Today was a day for situations that left my internal monologue furrowing its brows and moaning huh?

At work, I'll admit, I was distracted.  I have recently been captivated by a new lover (relax, Mother, I don't mean an actual person) and that lover is Diva Den Studio.  This dance/fitness studio has endless classes every day and I am in L-O-V-E.  I spent years of my life dancing as a kid and I don't know how I forgot how much I loved it but I do.  And I am good.  Damn good.  (Told you--Most.  Humble.  High School.  Yearbook.  Look it up).  And I'm sure my ability is directly proportionate to my love of it.  No one can accuse me of having a love affair with playing guitar because I held it once, tried to strum a few chords and reached a new Barbie octave in my register when I discovered just how painful strumming chords actually is.  (How do all those sexy lead singers in bands make it look so effortless?  This is why I love them so).

But this fabulous new world of non stop booty shakin' has recently put out a promotional coupon and it is crawling with new eager bitches.  I'm stoked the place is getting all this publicity but when I left a class this morning and found out I was on a waiting list for a class later that night I had to stifle my urge to scoff.  Pffft.  Do they know who I am?  Wait list?  I think not, my pretty blonde receptionist.  So, eager to not be placed on the unfortunate sorry-no-calorie-burning-for-you list I logged online at work during my break and registered for every class I wanted to take through mid February.  And that may or may not have made my ten minute break more like twenty minutes.  And I may or may not have spent another ten or fifteen minutes writing all the classes I'd been officially registered for in my planner.  For the next four weeks.  But I had already finished all my pre close tasks which was really the reason I was there.  And the kid who commented on me slacking off is like, THE official slacker spokesman for Starbucks.  (Really, I think he's like, the Facebook Starbucks Slackers President).  He's one of my favorite co workers and I love him to death.  But I didn't understand why he suddenly gave a damn if I wrote in my planner instead of found stuff to do.  We always stand around and bullshit once we get our important stuff done. 

So my fellow slacker giving me the stink eye was my first Say Whaaaat? moment of the day.

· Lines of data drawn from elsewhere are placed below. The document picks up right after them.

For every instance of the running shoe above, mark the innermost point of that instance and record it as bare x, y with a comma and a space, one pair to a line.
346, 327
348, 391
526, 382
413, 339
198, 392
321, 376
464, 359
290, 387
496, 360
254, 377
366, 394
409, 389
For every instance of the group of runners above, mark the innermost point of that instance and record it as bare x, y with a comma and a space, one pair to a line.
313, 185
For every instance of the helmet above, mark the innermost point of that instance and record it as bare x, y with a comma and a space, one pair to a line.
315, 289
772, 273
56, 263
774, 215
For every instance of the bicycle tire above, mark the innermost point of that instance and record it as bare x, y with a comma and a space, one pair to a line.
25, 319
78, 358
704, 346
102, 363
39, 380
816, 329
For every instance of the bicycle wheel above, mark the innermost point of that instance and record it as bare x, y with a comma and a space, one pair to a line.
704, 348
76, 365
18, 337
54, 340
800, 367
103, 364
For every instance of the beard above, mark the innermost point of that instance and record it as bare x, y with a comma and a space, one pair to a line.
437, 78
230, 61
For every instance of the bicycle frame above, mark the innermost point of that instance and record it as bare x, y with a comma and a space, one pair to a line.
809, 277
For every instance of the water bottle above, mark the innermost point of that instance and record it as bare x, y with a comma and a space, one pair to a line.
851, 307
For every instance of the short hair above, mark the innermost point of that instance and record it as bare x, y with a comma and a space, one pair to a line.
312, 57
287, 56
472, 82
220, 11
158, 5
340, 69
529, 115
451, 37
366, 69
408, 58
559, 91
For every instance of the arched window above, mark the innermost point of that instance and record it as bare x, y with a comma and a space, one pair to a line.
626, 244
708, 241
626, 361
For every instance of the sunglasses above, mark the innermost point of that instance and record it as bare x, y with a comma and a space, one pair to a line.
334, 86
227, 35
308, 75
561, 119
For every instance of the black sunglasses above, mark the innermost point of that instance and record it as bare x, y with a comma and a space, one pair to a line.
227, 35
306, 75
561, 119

My other question mark landed in dance tonight when in between two back to back classes I walked to my bag to change shoes and when I returned to the same general area of the dance floor a girl practically knocked me over to stand in front of me to make sure she was UP FRONT.  And she wasn't the only one.  There were several girls who quickly took their front and center stances and two girls to my right even mumbled, Hey, how did that happen?  when they realized they'd been side stepped and knocked out of their front line positions. 

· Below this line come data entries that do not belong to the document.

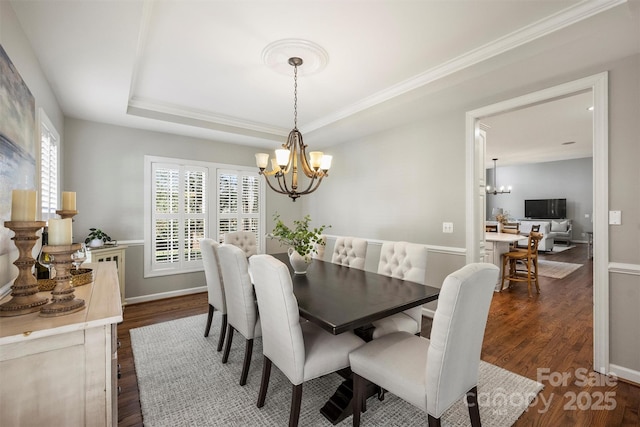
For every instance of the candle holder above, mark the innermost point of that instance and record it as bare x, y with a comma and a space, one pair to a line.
66, 214
63, 301
24, 291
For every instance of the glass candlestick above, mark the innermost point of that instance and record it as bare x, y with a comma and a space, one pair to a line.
24, 291
63, 301
64, 214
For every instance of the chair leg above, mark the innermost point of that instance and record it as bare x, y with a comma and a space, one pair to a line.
529, 277
358, 398
223, 330
504, 271
296, 400
472, 404
535, 274
247, 361
209, 319
227, 346
432, 421
264, 384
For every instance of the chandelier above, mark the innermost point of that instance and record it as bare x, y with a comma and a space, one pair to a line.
284, 167
495, 190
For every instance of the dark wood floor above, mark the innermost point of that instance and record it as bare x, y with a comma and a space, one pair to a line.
551, 333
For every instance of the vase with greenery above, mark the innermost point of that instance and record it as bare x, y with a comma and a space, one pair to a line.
300, 238
97, 238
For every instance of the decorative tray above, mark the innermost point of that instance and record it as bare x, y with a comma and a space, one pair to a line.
79, 277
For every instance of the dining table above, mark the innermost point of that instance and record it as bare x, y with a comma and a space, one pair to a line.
339, 299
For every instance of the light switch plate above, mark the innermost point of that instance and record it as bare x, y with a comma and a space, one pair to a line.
615, 217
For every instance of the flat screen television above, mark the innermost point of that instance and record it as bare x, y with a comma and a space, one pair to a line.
546, 208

Say Whaaaat?  moment number two: Why are chicks getting competitive over a fitness class?  Was it the same reason girls HAD to sing first soprano in college because "pretty" girls sing the high notes and "pretty" girls dance in front during Cardio Strip Tease?

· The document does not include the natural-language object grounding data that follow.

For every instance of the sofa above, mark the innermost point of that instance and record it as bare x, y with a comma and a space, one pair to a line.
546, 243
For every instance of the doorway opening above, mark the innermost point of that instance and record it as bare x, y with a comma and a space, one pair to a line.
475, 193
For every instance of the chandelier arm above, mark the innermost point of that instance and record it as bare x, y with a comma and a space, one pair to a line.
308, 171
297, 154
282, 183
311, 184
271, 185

The best moment though?  The bitch who nearly knocked me down to get in front?  She SQUIRMED at the end of class when the teacher said she wanted to videotape us.  She turned around and said she didn't want to be in front because she "kept screwing it up." I smiled a smile that she didn't realize was maniacal.  Do you want me to be in front?  I asked politely.  Yes, she nodded eagerly.  And I stepped in line with all the other "pretty" girls.

And this pretty girl?  Shook the socks off of all those other bitches.  Even the one in thigh highs with the perfect little figure.  Some girls rock it no matter what row they dance in. 

I just got to be front and center this time to show the wannabes just how it's done.